The recorded interviews of volunteers who fought in the Irish War of Independence could soon be made available to the public.
The archive of recordings, which includes interviews made during the 1960s of 112 mainly northern-based volunteers and provides insight into the horrors of the conflict, has been accessible to only a few researchers for over 50 years, the Belfast Telegraph reports.
The Cardinal Tomas O Fiaich Memorial Library and Archive in Armagh will use a £58,000 ($92,000) grant from the Heritage Lottery Fund to create a listening kiosk and develop an outreach program to make the Louis O’Kane collection more accessible to everyone.

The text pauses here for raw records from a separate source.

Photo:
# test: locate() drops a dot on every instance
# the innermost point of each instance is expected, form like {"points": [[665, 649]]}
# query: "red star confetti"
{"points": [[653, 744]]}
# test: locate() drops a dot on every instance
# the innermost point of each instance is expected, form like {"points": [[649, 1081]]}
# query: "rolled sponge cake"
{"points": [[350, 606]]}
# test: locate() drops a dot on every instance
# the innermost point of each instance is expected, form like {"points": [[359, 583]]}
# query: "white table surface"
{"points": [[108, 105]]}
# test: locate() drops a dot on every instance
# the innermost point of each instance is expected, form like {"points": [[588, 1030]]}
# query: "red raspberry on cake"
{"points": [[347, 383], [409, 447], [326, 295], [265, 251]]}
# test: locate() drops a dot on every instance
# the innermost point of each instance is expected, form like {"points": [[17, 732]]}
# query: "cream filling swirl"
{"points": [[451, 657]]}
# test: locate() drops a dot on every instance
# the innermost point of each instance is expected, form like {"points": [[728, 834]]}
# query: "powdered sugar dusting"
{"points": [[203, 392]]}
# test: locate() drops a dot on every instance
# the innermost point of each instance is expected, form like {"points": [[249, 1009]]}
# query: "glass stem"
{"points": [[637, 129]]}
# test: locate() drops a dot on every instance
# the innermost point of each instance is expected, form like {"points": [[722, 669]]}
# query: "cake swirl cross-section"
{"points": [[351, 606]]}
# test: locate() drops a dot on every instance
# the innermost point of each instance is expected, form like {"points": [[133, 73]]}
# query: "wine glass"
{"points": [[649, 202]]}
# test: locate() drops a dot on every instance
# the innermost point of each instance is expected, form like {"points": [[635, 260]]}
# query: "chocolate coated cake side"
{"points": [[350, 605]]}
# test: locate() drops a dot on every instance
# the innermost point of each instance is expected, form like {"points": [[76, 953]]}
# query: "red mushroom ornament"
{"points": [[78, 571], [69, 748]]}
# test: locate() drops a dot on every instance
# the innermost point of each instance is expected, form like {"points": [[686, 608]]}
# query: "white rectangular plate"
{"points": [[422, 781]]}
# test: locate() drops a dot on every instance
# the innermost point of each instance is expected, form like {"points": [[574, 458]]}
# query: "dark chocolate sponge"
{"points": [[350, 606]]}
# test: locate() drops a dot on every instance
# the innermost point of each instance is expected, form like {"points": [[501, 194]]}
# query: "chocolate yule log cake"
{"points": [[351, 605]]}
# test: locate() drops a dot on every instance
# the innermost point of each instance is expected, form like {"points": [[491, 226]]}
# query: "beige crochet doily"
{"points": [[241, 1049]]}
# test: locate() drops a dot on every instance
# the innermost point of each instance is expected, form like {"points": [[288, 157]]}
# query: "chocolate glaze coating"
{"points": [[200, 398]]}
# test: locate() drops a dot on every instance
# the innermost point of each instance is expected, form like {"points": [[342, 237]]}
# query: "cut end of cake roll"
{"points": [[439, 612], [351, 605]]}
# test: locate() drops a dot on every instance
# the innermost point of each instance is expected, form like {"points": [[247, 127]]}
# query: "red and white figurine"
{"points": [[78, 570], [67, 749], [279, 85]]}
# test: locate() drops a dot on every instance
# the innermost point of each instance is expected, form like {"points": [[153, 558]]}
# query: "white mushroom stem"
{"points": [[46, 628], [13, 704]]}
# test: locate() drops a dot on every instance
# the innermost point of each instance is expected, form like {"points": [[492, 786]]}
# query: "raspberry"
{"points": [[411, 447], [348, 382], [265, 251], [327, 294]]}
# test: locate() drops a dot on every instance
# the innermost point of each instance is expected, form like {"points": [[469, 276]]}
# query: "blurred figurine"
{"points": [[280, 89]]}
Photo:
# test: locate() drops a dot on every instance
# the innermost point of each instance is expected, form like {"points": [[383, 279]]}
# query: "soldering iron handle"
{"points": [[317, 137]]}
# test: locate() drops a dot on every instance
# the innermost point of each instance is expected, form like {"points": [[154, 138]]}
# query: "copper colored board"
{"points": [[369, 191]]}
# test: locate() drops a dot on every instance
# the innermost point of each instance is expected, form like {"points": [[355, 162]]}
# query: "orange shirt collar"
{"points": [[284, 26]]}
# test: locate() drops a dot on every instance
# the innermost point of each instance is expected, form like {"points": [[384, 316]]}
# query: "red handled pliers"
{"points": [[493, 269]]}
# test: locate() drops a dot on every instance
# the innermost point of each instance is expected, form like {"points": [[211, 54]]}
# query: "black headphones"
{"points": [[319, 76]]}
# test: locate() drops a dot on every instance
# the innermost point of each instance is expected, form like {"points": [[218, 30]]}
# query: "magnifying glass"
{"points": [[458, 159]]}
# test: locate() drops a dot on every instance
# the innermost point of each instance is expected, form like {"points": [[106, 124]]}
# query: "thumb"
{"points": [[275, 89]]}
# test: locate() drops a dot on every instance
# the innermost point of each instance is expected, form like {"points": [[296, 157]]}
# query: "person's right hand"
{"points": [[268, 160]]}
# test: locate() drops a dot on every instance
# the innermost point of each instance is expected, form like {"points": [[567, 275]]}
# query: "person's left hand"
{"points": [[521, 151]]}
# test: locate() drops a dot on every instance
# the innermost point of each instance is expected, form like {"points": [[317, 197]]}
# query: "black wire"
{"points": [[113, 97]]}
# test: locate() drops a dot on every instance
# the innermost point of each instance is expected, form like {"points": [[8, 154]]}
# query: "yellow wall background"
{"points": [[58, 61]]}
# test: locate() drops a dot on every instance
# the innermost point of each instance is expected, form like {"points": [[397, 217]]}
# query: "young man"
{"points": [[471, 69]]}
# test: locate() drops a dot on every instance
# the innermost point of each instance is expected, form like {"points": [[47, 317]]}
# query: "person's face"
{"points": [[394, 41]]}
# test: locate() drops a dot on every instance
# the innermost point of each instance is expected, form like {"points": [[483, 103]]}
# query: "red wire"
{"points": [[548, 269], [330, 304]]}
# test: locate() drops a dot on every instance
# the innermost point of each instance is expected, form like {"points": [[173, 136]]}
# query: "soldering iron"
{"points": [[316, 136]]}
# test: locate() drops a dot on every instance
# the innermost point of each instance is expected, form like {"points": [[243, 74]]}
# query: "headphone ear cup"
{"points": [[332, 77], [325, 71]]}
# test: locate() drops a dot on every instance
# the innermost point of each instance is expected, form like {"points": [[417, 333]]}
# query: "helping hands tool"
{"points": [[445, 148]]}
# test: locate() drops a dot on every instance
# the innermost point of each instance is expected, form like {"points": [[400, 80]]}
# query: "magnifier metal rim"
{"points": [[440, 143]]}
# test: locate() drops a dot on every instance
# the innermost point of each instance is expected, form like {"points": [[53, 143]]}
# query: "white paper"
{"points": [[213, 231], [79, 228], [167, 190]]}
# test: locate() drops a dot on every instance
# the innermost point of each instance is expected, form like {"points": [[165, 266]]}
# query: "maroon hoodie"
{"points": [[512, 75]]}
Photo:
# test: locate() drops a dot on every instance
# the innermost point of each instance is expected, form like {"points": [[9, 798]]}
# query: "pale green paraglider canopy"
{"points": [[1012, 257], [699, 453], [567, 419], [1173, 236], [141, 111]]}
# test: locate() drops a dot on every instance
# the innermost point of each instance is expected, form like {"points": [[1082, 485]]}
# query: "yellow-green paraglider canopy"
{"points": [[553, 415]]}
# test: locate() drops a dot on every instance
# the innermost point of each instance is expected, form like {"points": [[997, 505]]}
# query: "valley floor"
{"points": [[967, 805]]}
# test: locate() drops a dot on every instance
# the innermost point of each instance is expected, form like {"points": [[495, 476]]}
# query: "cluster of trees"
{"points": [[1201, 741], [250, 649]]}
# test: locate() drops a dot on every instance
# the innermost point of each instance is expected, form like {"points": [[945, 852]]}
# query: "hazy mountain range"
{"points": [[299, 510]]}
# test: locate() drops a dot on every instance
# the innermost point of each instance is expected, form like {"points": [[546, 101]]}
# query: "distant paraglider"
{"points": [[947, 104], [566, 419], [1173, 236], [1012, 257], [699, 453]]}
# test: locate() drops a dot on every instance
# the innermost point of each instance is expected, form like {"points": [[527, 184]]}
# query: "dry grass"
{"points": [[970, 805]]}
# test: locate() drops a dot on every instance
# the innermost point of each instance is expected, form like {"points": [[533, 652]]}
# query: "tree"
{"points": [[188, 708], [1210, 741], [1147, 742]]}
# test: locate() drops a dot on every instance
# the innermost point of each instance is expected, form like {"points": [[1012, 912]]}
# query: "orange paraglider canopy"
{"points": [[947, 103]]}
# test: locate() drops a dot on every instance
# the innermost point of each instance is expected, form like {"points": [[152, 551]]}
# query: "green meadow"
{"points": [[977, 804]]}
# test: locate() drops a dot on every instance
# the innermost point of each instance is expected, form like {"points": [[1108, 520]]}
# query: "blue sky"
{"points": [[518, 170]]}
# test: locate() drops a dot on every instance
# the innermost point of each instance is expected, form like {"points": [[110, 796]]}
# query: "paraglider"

"Fr O'Kane was not only a passionate historian exploring many aspects of the local past, but he was also a creator of historical documents. The most important of these are his collection of recordings with men and women, although primarily men, who had taken part in the struggle for Irish independence 1913-21,” said Roddy Hegarty, the director of the library.
"No doubt his (Fr O'Kane's) interest in history and his position as a priest gave him the opportunity to develop relationships and build the confidence required to carry out the work of interviewing and recording these men. He traveled from Belfast to Donegal to speak with and record a variety of respondents creating a unique account of this pivotal period in Irish history."
Paul Mullan, head of the Heritage Lottery Fund in Northern Ireland, said: "We are pleased to be funding this project. The materials collected are of great historical importance and will be very gratifying to see them being made accessible to the general public."